To showcase estimating password strength, I built a web app that lets you compare composition policies against guessability metrics using zxcvbn-ts and Have I Been Pwned API. You can check it out here.

Upon inputting your password, you'll get to see its guessability score, estimated time to crack, pattern matches, and whether it has been compromised. You can find the source code here.

As shown in the screenshot below, P@ssword1 meets all composition policy requirements but returns a terrible guessability metric. Go ahead and give it a try for yourself.

 raw `P@ssword1` endraw  Strength Result

Conclusion

Hopefully, I was able to demonstrate to you that the concept of password entropy, as commonly applied by the most websites (through composition policies), fails to serve as a reliable metric for assessing the security of password when used on its own.

A significant subset of users will still choose easy-to-guess passwords, like P@ssword1, that technically comply with the policy but remain highly vulnerable to attackers.

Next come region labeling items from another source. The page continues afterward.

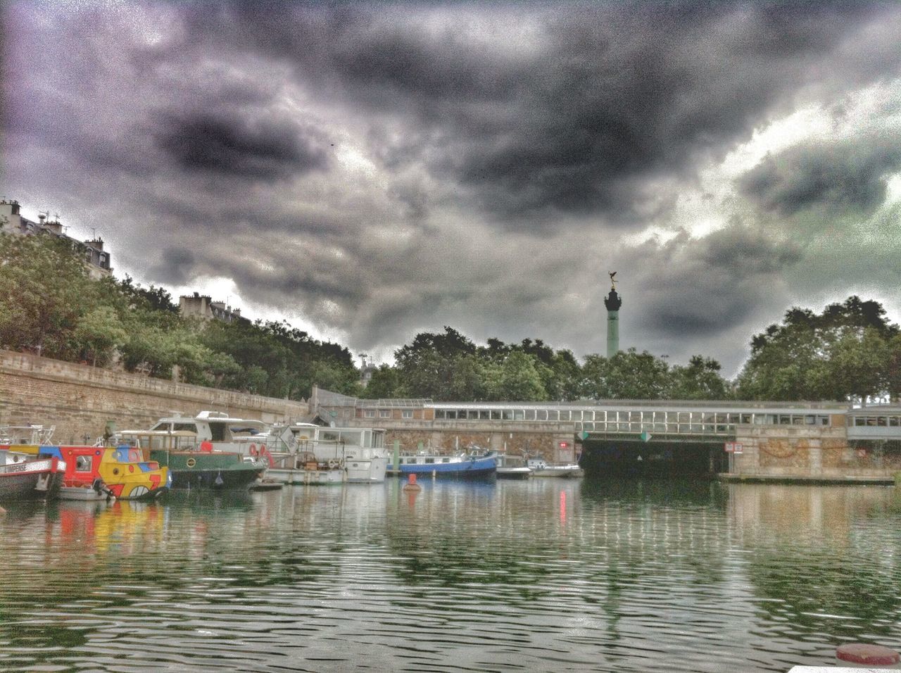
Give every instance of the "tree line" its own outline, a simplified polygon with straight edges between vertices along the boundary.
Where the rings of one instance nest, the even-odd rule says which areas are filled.
[[[182,316],[162,287],[88,277],[77,244],[0,235],[0,347],[273,397],[359,392],[350,352],[286,322]]]
[[[364,388],[347,348],[287,322],[182,316],[162,287],[88,277],[67,239],[0,236],[0,347],[268,396],[313,385],[367,398],[836,400],[901,394],[901,330],[875,301],[789,309],[751,340],[729,380],[704,355],[687,364],[635,349],[579,360],[541,339],[478,345],[452,327],[420,332]]]

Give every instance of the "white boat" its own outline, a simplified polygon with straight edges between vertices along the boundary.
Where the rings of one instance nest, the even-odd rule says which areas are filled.
[[[282,484],[378,484],[388,464],[385,431],[314,423],[268,425],[256,419],[202,411],[161,418],[153,431],[196,432],[214,450],[240,453],[267,466],[266,478]]]
[[[532,477],[532,468],[526,465],[523,456],[498,453],[496,459],[498,479],[527,479]]]
[[[582,477],[585,472],[578,463],[548,463],[542,458],[530,458],[526,463],[533,477]]]

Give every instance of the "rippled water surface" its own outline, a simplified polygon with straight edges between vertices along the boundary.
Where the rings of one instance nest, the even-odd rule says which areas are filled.
[[[400,486],[7,505],[0,668],[787,671],[901,645],[893,487]]]

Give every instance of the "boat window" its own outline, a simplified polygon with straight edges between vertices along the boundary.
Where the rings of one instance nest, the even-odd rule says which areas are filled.
[[[225,441],[225,423],[210,423],[210,439],[214,441]]]

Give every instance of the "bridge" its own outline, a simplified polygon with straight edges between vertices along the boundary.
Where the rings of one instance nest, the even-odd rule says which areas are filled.
[[[901,470],[901,407],[840,402],[433,402],[314,391],[336,424],[383,427],[403,450],[477,445],[596,471],[887,480]]]

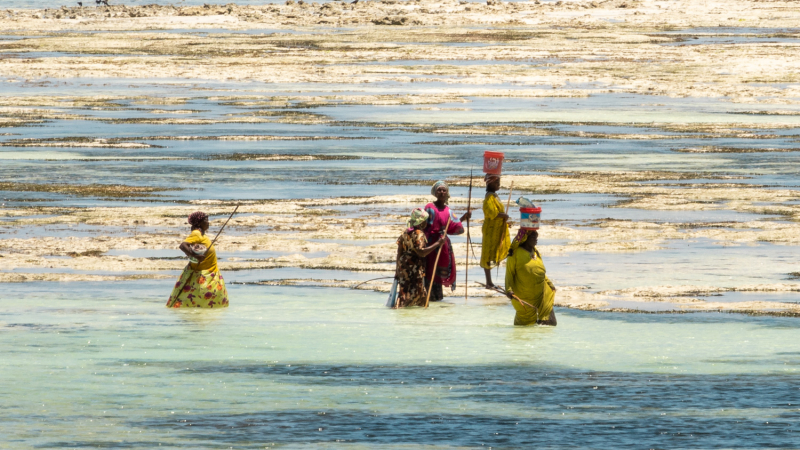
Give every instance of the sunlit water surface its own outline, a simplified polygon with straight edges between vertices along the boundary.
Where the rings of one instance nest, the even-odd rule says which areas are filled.
[[[521,328],[506,305],[240,285],[226,310],[166,311],[170,284],[5,287],[25,297],[0,315],[6,445],[788,448],[800,431],[794,319],[559,310]]]

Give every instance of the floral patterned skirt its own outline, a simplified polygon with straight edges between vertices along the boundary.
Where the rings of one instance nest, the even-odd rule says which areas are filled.
[[[172,294],[167,300],[168,308],[225,308],[228,306],[228,290],[225,280],[218,272],[184,269]]]

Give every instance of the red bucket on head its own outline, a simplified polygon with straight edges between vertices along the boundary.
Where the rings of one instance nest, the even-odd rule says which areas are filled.
[[[500,152],[483,152],[483,172],[493,175],[500,175],[503,173],[504,157],[505,155]]]
[[[542,218],[542,208],[520,208],[519,227],[525,230],[538,230]]]

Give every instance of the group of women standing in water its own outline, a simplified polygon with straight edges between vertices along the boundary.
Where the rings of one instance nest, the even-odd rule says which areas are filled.
[[[514,325],[556,325],[553,312],[556,288],[545,275],[542,255],[535,247],[538,232],[522,228],[512,243],[508,214],[497,197],[500,177],[486,175],[484,181],[480,265],[486,275],[486,288],[495,288],[491,270],[507,260],[504,292],[517,311]],[[406,221],[406,230],[397,239],[396,308],[426,306],[428,297],[430,301],[442,300],[443,287],[455,290],[456,259],[447,236],[464,233],[461,222],[472,213],[467,211],[456,218],[447,205],[450,190],[444,181],[433,185],[431,195],[436,201],[414,209]]]
[[[481,245],[481,267],[486,287],[498,289],[492,282],[491,269],[506,263],[505,290],[517,314],[514,325],[555,325],[553,301],[556,288],[545,275],[542,256],[536,249],[538,232],[520,229],[514,242],[509,238],[508,215],[497,197],[498,175],[486,175],[486,197]],[[416,208],[406,221],[406,229],[397,239],[394,307],[426,306],[428,301],[444,298],[444,288],[456,288],[456,258],[447,236],[464,233],[462,222],[472,217],[467,211],[456,217],[448,206],[450,188],[437,181],[431,188],[436,200]],[[228,306],[228,292],[217,267],[213,242],[206,235],[208,215],[197,211],[188,219],[192,232],[180,249],[190,263],[175,283],[167,306],[171,308],[214,308]]]

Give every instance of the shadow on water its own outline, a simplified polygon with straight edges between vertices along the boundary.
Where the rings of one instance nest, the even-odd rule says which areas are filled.
[[[431,395],[439,396],[442,403],[457,403],[463,412],[265,410],[176,414],[131,425],[178,433],[184,443],[213,439],[245,447],[256,442],[349,442],[454,447],[563,448],[566,444],[591,448],[751,448],[793,446],[800,419],[800,392],[794,377],[784,375],[667,376],[522,365],[194,364],[188,370],[288,377],[291,383],[334,383],[370,390],[378,385],[426,385]],[[493,414],[491,407],[475,408],[473,413],[471,402],[516,404],[521,407],[518,411],[525,413],[518,417]],[[566,443],[542,440],[542,436],[567,435]]]

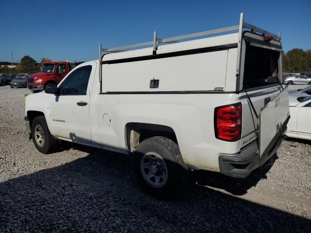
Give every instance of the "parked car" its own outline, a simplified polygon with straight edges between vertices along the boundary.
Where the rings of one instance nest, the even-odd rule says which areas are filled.
[[[27,77],[25,76],[17,77],[13,79],[10,83],[11,88],[14,87],[27,87]]]
[[[311,96],[290,96],[289,100],[291,118],[286,135],[311,140]]]
[[[0,85],[8,84],[9,82],[9,75],[7,74],[0,74]]]
[[[286,78],[284,83],[288,85],[293,84],[309,84],[311,85],[311,78],[304,75],[294,75]]]
[[[68,61],[46,62],[41,65],[41,72],[27,78],[27,87],[34,93],[44,90],[49,84],[58,84],[71,69]]]
[[[311,86],[308,86],[303,89],[296,90],[289,90],[288,94],[290,96],[309,96],[311,95]]]

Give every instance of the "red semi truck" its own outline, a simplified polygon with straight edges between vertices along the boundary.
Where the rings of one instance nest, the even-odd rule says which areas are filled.
[[[68,61],[46,62],[42,65],[41,72],[27,78],[27,87],[34,93],[44,90],[49,84],[58,84],[71,69]]]

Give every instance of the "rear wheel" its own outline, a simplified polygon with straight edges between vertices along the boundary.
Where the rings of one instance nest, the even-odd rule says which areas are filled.
[[[57,142],[50,133],[44,116],[40,116],[34,119],[31,133],[36,148],[44,154],[48,153]]]
[[[152,194],[176,192],[188,184],[188,168],[179,148],[166,137],[153,137],[139,143],[133,166],[138,183]]]

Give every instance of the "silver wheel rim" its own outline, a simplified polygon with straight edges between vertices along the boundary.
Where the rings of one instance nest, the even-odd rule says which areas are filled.
[[[45,141],[44,132],[40,125],[37,125],[35,127],[35,139],[38,146],[39,147],[43,146]]]
[[[148,184],[161,188],[167,182],[167,166],[163,158],[155,152],[146,153],[140,160],[140,172]]]

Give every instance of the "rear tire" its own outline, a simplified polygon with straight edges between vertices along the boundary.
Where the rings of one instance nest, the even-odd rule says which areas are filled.
[[[139,143],[134,153],[134,172],[141,186],[157,196],[183,191],[188,168],[179,148],[171,139],[156,136]]]
[[[43,154],[49,153],[57,141],[50,133],[44,116],[36,116],[34,119],[31,134],[35,146]]]

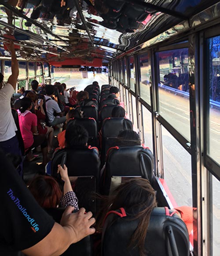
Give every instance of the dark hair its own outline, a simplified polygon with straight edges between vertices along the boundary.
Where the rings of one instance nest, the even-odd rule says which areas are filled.
[[[66,89],[66,84],[65,84],[64,83],[62,83],[62,84],[61,84],[61,85],[62,85],[64,89]]]
[[[31,86],[31,88],[33,90],[34,90],[34,91],[37,91],[39,84],[39,83],[37,80],[33,80],[33,81],[31,81],[30,85]]]
[[[55,208],[62,196],[57,182],[49,176],[35,178],[28,187],[36,201],[43,208]]]
[[[23,99],[20,100],[19,110],[21,113],[24,113],[32,104],[32,100],[31,99],[24,97]]]
[[[115,86],[112,86],[110,87],[109,89],[109,93],[117,93],[119,91],[119,89]]]
[[[140,145],[139,135],[131,130],[120,131],[117,139],[118,146],[126,147]]]
[[[128,215],[132,215],[132,219],[139,219],[130,245],[138,246],[140,255],[145,255],[144,243],[150,214],[157,207],[156,193],[149,181],[142,178],[130,178],[118,186],[110,196],[102,198],[104,204],[96,218],[97,230],[102,229],[108,212],[125,208]]]
[[[4,76],[0,72],[0,83],[1,83],[4,79]]]
[[[52,95],[55,91],[54,85],[46,85],[45,89],[46,94],[48,95]]]
[[[73,120],[70,120],[68,122],[65,134],[67,148],[85,146],[88,139],[88,132],[83,126],[74,124]]]
[[[84,91],[81,91],[77,94],[77,100],[79,102],[81,100],[88,100],[88,93]]]
[[[121,106],[116,106],[112,109],[112,117],[125,117],[125,111]]]
[[[59,85],[57,86],[57,89],[58,89],[59,93],[61,93],[62,94],[63,93],[64,88],[62,85]]]
[[[30,99],[31,99],[31,100],[32,100],[32,101],[34,103],[35,102],[35,101],[37,99],[37,95],[35,93],[33,93],[33,92],[32,92],[31,91],[30,92],[29,92],[27,93],[27,94],[26,95],[26,97],[27,97],[27,98],[29,98]]]
[[[70,118],[81,118],[82,117],[80,112],[78,109],[71,109],[67,113],[68,117]]]

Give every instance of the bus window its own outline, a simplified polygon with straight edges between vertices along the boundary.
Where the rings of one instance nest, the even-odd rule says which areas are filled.
[[[50,76],[50,66],[49,66],[48,63],[44,63],[44,77],[48,77]]]
[[[177,205],[192,206],[191,156],[161,127],[164,178]]]
[[[4,81],[6,82],[11,74],[11,60],[5,60],[4,66]]]
[[[137,107],[136,106],[136,99],[134,96],[132,95],[132,112],[133,115],[133,123],[134,124],[134,130],[136,132],[138,130],[138,121],[137,119]]]
[[[23,78],[26,78],[27,77],[27,72],[26,70],[26,62],[25,61],[18,61],[18,65],[19,65],[18,79],[21,79]]]
[[[188,49],[158,52],[160,114],[190,140]]]
[[[35,63],[34,62],[29,62],[28,65],[29,67],[29,77],[33,77],[35,76]]]
[[[147,53],[139,56],[140,63],[140,95],[141,97],[150,105],[150,65],[148,62]]]
[[[144,145],[148,147],[153,152],[152,126],[151,113],[142,105],[142,112],[143,116],[143,126],[144,137]]]
[[[220,36],[208,41],[209,89],[208,153],[220,164]]]
[[[124,83],[128,86],[128,78],[127,78],[127,66],[126,64],[126,59],[125,58],[123,59],[124,70]]]
[[[220,182],[213,177],[213,256],[219,255],[220,250]]]
[[[135,66],[134,56],[129,57],[130,89],[135,92]]]

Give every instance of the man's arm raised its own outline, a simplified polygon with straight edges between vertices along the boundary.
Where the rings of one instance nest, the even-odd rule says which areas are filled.
[[[19,74],[18,63],[16,56],[15,45],[13,42],[10,41],[5,44],[11,54],[11,74],[9,77],[7,82],[11,85],[15,90]]]
[[[91,226],[95,223],[89,211],[84,208],[73,213],[74,207],[68,206],[62,215],[61,225],[55,223],[49,234],[36,245],[23,250],[27,255],[42,256],[60,255],[72,244],[93,234],[95,230]]]

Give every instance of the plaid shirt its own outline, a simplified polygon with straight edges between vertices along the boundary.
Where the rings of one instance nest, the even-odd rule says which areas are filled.
[[[67,207],[69,205],[74,206],[75,210],[79,210],[78,199],[73,191],[69,191],[63,196],[60,200],[61,207]]]

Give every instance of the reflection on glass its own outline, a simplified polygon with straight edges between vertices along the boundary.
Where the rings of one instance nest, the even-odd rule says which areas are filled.
[[[34,62],[29,62],[28,63],[29,66],[29,77],[34,77],[35,75],[34,71],[35,69],[35,63]]]
[[[220,36],[208,40],[209,88],[208,153],[220,164]]]
[[[135,92],[135,66],[134,57],[129,58],[130,63],[130,89]]]
[[[37,75],[43,74],[42,67],[41,63],[37,63]]]
[[[7,81],[9,76],[11,74],[11,60],[5,60],[4,67],[4,81],[5,82]]]
[[[157,54],[160,114],[190,140],[188,49]]]
[[[151,113],[143,105],[142,105],[143,116],[143,126],[144,137],[144,145],[148,147],[153,152],[153,139]]]
[[[140,55],[139,57],[140,63],[140,96],[149,105],[150,105],[150,65],[148,62],[147,53]]]
[[[137,118],[137,106],[136,105],[136,99],[135,97],[132,95],[132,108],[133,111],[133,124],[134,124],[134,130],[138,132],[138,125]]]
[[[25,61],[18,61],[18,79],[26,78],[27,77],[26,72],[26,62]]]
[[[192,206],[191,155],[161,127],[165,181],[178,206]]]
[[[213,176],[213,256],[220,251],[220,181]]]
[[[50,75],[49,69],[50,66],[48,63],[44,63],[44,77],[48,77]]]
[[[127,78],[127,66],[126,64],[126,59],[123,59],[124,70],[125,70],[125,84],[128,86],[128,78]]]

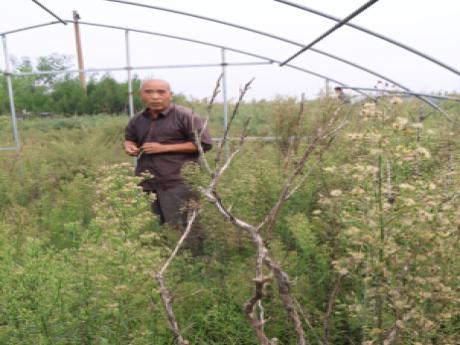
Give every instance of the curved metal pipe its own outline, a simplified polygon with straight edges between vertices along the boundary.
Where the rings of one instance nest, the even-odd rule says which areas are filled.
[[[292,41],[290,39],[280,37],[280,36],[277,36],[277,35],[273,35],[273,34],[270,34],[268,32],[252,29],[252,28],[249,28],[249,27],[246,27],[246,26],[243,26],[243,25],[226,22],[226,21],[223,21],[223,20],[220,20],[220,19],[205,17],[205,16],[201,16],[201,15],[198,15],[198,14],[193,14],[193,13],[189,13],[189,12],[173,10],[173,9],[160,7],[160,6],[140,4],[140,3],[132,2],[132,1],[125,1],[125,0],[104,0],[104,1],[115,2],[115,3],[125,4],[125,5],[139,6],[139,7],[150,8],[150,9],[164,11],[164,12],[180,14],[180,15],[184,15],[184,16],[188,16],[188,17],[192,17],[192,18],[197,18],[197,19],[201,19],[201,20],[205,20],[205,21],[209,21],[209,22],[213,22],[213,23],[217,23],[217,24],[222,24],[222,25],[225,25],[225,26],[230,26],[230,27],[233,27],[233,28],[236,28],[236,29],[241,29],[241,30],[244,30],[244,31],[252,32],[252,33],[255,33],[255,34],[258,34],[258,35],[261,35],[261,36],[273,38],[273,39],[281,41],[281,42],[285,42],[285,43],[289,43],[289,44],[296,45],[296,46],[299,46],[299,47],[303,47],[302,43],[295,42],[295,41]],[[354,63],[354,62],[352,62],[350,60],[341,58],[341,57],[339,57],[337,55],[333,55],[331,53],[327,53],[325,51],[322,51],[322,50],[319,50],[319,49],[316,49],[316,48],[310,48],[310,50],[314,51],[315,53],[327,56],[327,57],[329,57],[331,59],[343,62],[343,63],[345,63],[345,64],[347,64],[349,66],[355,67],[355,68],[360,69],[360,70],[362,70],[364,72],[367,72],[369,74],[372,74],[372,75],[374,75],[374,76],[376,76],[378,78],[381,78],[381,79],[383,79],[383,80],[385,80],[387,82],[392,83],[393,85],[396,85],[396,86],[400,87],[403,90],[412,91],[408,87],[406,87],[406,86],[404,86],[404,85],[402,85],[402,84],[400,84],[400,83],[398,83],[398,82],[396,82],[396,81],[394,81],[394,80],[392,80],[392,79],[390,79],[390,78],[388,78],[388,77],[386,77],[386,76],[384,76],[384,75],[382,75],[382,74],[380,74],[378,72],[375,72],[375,71],[373,71],[373,70],[371,70],[371,69],[369,69],[367,67],[358,65],[357,63]],[[332,79],[329,79],[329,80],[333,81]],[[422,96],[416,96],[416,97],[418,99],[420,99],[422,102],[428,104],[433,109],[441,112],[442,114],[444,114],[446,116],[449,116],[444,110],[439,108],[435,103],[431,102],[429,99],[423,98]]]
[[[26,27],[24,27],[24,28],[19,28],[19,29],[15,29],[15,30],[10,30],[10,31],[1,32],[1,33],[0,33],[0,36],[5,36],[5,35],[9,35],[9,34],[14,34],[14,33],[16,33],[16,32],[27,31],[27,30],[31,30],[31,29],[37,29],[37,28],[41,28],[41,27],[44,27],[44,26],[54,25],[54,24],[59,24],[59,23],[60,23],[59,21],[54,21],[54,22],[49,22],[49,23],[44,23],[44,24],[37,24],[37,25],[32,25],[32,26],[26,26]]]
[[[111,1],[111,0],[106,0],[106,1]],[[307,7],[307,6],[298,5],[298,4],[295,4],[295,3],[290,2],[290,1],[286,1],[286,0],[274,0],[274,1],[283,3],[285,5],[289,5],[289,6],[292,6],[292,7],[296,7],[298,9],[301,9],[301,10],[304,10],[304,11],[307,11],[307,12],[310,12],[310,13],[314,13],[314,14],[319,15],[321,17],[334,20],[336,22],[340,22],[342,20],[342,19],[340,19],[338,17],[331,16],[330,14],[320,12],[318,10],[315,10],[315,9]],[[396,46],[398,46],[398,47],[400,47],[402,49],[410,51],[411,53],[416,54],[416,55],[418,55],[418,56],[420,56],[420,57],[422,57],[422,58],[424,58],[424,59],[426,59],[428,61],[431,61],[431,62],[435,63],[436,65],[441,66],[441,67],[451,71],[452,73],[455,73],[456,75],[460,76],[460,71],[455,69],[454,67],[451,67],[451,66],[447,65],[446,63],[444,63],[444,62],[442,62],[440,60],[437,60],[434,57],[429,56],[428,54],[422,53],[421,51],[419,51],[419,50],[417,50],[415,48],[409,47],[408,45],[406,45],[404,43],[398,42],[398,41],[396,41],[396,40],[394,40],[392,38],[389,38],[387,36],[381,35],[378,32],[366,29],[365,27],[362,27],[362,26],[359,26],[359,25],[356,25],[356,24],[347,23],[346,25],[348,25],[348,26],[350,26],[350,27],[352,27],[352,28],[354,28],[356,30],[365,32],[366,34],[372,35],[374,37],[378,37],[378,38],[380,38],[380,39],[382,39],[382,40],[384,40],[384,41],[386,41],[388,43],[391,43],[393,45],[396,45]]]
[[[70,20],[69,20],[69,22],[70,22]],[[160,33],[160,32],[154,32],[154,31],[148,31],[148,30],[139,30],[139,29],[128,28],[128,27],[123,27],[123,26],[98,24],[98,23],[90,23],[90,22],[79,22],[79,23],[82,24],[82,25],[90,25],[90,26],[103,27],[103,28],[109,28],[109,29],[117,29],[117,30],[129,30],[129,31],[132,31],[132,32],[138,32],[138,33],[147,34],[147,35],[154,35],[154,36],[172,38],[172,39],[185,41],[185,42],[191,42],[191,43],[200,44],[200,45],[204,45],[204,46],[208,46],[208,47],[225,49],[225,50],[232,51],[232,52],[235,52],[235,53],[244,54],[244,55],[252,56],[252,57],[255,57],[255,58],[258,58],[258,59],[261,59],[261,60],[269,61],[271,63],[278,63],[278,64],[280,63],[280,61],[278,61],[278,60],[275,60],[275,59],[272,59],[272,58],[269,58],[269,57],[266,57],[266,56],[263,56],[263,55],[250,53],[248,51],[235,49],[235,48],[223,46],[223,45],[220,45],[220,44],[215,44],[215,43],[210,43],[210,42],[206,42],[206,41],[195,40],[195,39],[192,39],[192,38],[174,36],[174,35],[163,34],[163,33]],[[301,67],[290,65],[290,64],[287,64],[286,66],[288,66],[290,68],[293,68],[293,69],[296,69],[298,71],[302,71],[302,72],[311,74],[311,75],[313,75],[315,77],[319,77],[321,79],[330,80],[330,81],[332,81],[332,82],[334,82],[334,83],[336,83],[338,85],[341,85],[341,86],[348,86],[347,84],[342,83],[342,82],[340,82],[338,80],[335,80],[335,79],[330,78],[328,76],[325,76],[325,75],[322,75],[322,74],[307,70],[305,68],[301,68]],[[374,97],[369,96],[368,94],[366,94],[364,92],[361,92],[361,91],[357,91],[357,92],[359,92],[363,96],[366,96],[366,97],[369,97],[369,98],[372,98],[372,99],[376,100]]]
[[[342,19],[340,22],[338,22],[337,24],[335,24],[332,28],[330,28],[329,30],[327,30],[326,32],[324,32],[323,34],[321,34],[321,36],[319,36],[318,38],[314,39],[311,43],[307,44],[305,47],[303,47],[302,49],[300,49],[297,53],[295,53],[294,55],[292,55],[291,57],[289,57],[288,59],[286,59],[285,61],[283,61],[280,66],[284,66],[285,64],[287,64],[289,61],[291,61],[292,59],[296,58],[297,56],[299,56],[300,54],[306,52],[308,49],[312,48],[316,43],[322,41],[324,38],[326,38],[327,36],[329,36],[330,34],[332,34],[334,31],[340,29],[342,26],[346,25],[350,20],[352,20],[354,17],[356,17],[357,15],[359,15],[361,12],[367,10],[369,7],[371,7],[373,4],[375,4],[377,1],[379,0],[370,0],[368,2],[366,2],[364,5],[362,5],[360,8],[358,8],[357,10],[353,11],[353,13],[351,13],[350,15],[348,15],[347,17],[345,17],[344,19]]]
[[[442,99],[447,101],[455,101],[460,102],[460,98],[457,97],[450,97],[450,96],[439,96],[439,95],[430,95],[428,93],[419,93],[419,92],[409,92],[409,91],[398,91],[398,90],[387,90],[387,89],[373,89],[370,87],[355,87],[355,86],[344,86],[342,89],[349,89],[349,90],[363,90],[363,91],[371,91],[371,92],[383,92],[383,96],[398,96],[398,95],[410,95],[410,96],[424,96],[436,99]]]
[[[38,6],[40,6],[42,9],[44,9],[46,12],[48,12],[49,14],[51,14],[54,18],[56,18],[57,20],[59,20],[59,22],[61,22],[62,24],[64,25],[67,25],[67,23],[65,21],[63,21],[61,18],[59,18],[53,11],[51,11],[49,8],[45,7],[44,5],[42,5],[40,2],[38,2],[38,0],[32,0],[32,2],[34,2],[35,4],[37,4]]]

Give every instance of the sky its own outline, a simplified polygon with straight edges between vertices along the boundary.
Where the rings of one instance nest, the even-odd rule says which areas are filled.
[[[37,0],[63,19],[77,10],[84,22],[129,27],[206,41],[284,61],[298,46],[253,33],[205,22],[179,14],[140,8],[106,0]],[[345,18],[365,0],[291,0],[330,15]],[[154,6],[248,26],[307,45],[335,22],[274,0],[133,0]],[[460,1],[380,0],[351,22],[401,41],[438,60],[460,69]],[[0,0],[0,33],[56,20],[32,0]],[[125,31],[81,25],[85,68],[126,66]],[[16,58],[52,53],[76,56],[72,24],[55,24],[6,35],[8,53]],[[132,66],[220,64],[222,51],[180,40],[131,32]],[[434,65],[401,48],[350,27],[339,30],[317,43],[315,48],[346,58],[375,70],[413,91],[430,93],[460,91],[460,76]],[[264,60],[226,51],[228,63],[254,63]],[[76,58],[75,68],[76,67]],[[312,51],[301,54],[291,64],[325,75],[350,86],[374,87],[379,78]],[[3,52],[0,69],[4,70]],[[212,94],[221,67],[139,70],[140,78],[156,77],[171,82],[173,91],[203,98]],[[102,76],[99,72],[97,76]],[[111,72],[126,80],[126,72]],[[236,99],[239,88],[255,78],[248,99],[277,96],[317,97],[324,79],[289,67],[272,65],[228,66],[227,93]],[[330,83],[330,86],[336,84]]]

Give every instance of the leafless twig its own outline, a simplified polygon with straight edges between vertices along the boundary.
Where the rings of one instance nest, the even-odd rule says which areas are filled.
[[[194,209],[191,216],[188,219],[187,227],[182,234],[181,238],[176,244],[176,247],[174,248],[173,252],[169,256],[168,260],[164,263],[163,267],[158,271],[158,273],[155,275],[155,278],[158,280],[158,283],[160,284],[160,296],[163,301],[163,305],[166,311],[166,315],[168,317],[168,323],[169,323],[169,328],[171,329],[177,345],[188,345],[189,342],[185,340],[180,332],[179,325],[177,324],[177,319],[176,316],[174,315],[173,311],[173,305],[172,305],[172,297],[171,293],[169,292],[168,288],[166,287],[166,283],[164,280],[163,274],[165,271],[168,269],[169,265],[171,264],[171,261],[176,257],[177,252],[181,248],[182,244],[184,243],[185,239],[189,235],[190,231],[192,230],[192,225],[195,221],[195,218],[198,214],[198,210]]]
[[[331,333],[331,316],[334,309],[335,300],[337,294],[339,293],[340,287],[342,285],[342,279],[345,277],[344,274],[340,274],[335,281],[334,287],[332,288],[331,294],[329,295],[329,301],[327,303],[326,314],[324,315],[323,320],[323,345],[329,344],[329,336]]]
[[[216,153],[216,158],[215,158],[216,165],[218,165],[219,162],[220,162],[221,155],[222,155],[222,149],[225,146],[225,143],[227,142],[228,133],[230,132],[230,128],[231,128],[231,125],[233,123],[233,120],[236,117],[236,114],[238,114],[238,109],[240,107],[240,104],[243,101],[243,98],[246,95],[246,92],[248,92],[248,90],[250,89],[251,84],[254,81],[254,79],[255,78],[252,78],[250,81],[248,81],[244,85],[243,89],[240,91],[240,96],[238,98],[238,102],[236,103],[235,108],[233,109],[232,116],[230,117],[230,120],[228,121],[227,127],[225,128],[224,136],[223,136],[222,140],[220,141],[219,146],[217,148],[217,153]]]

It's time we move past strict password composition policies--they're not helping anyone. We've seen that it's possible to improve password security without sacrificing user experience.

If you're still not convinced, you can also consider implementing Multi-Factor Authentication (MFA). That way even if a password is compromised, the attacker can't gain access without the second factor.

That's all I have for now. Thanks for reading and I hope you found this article helpful.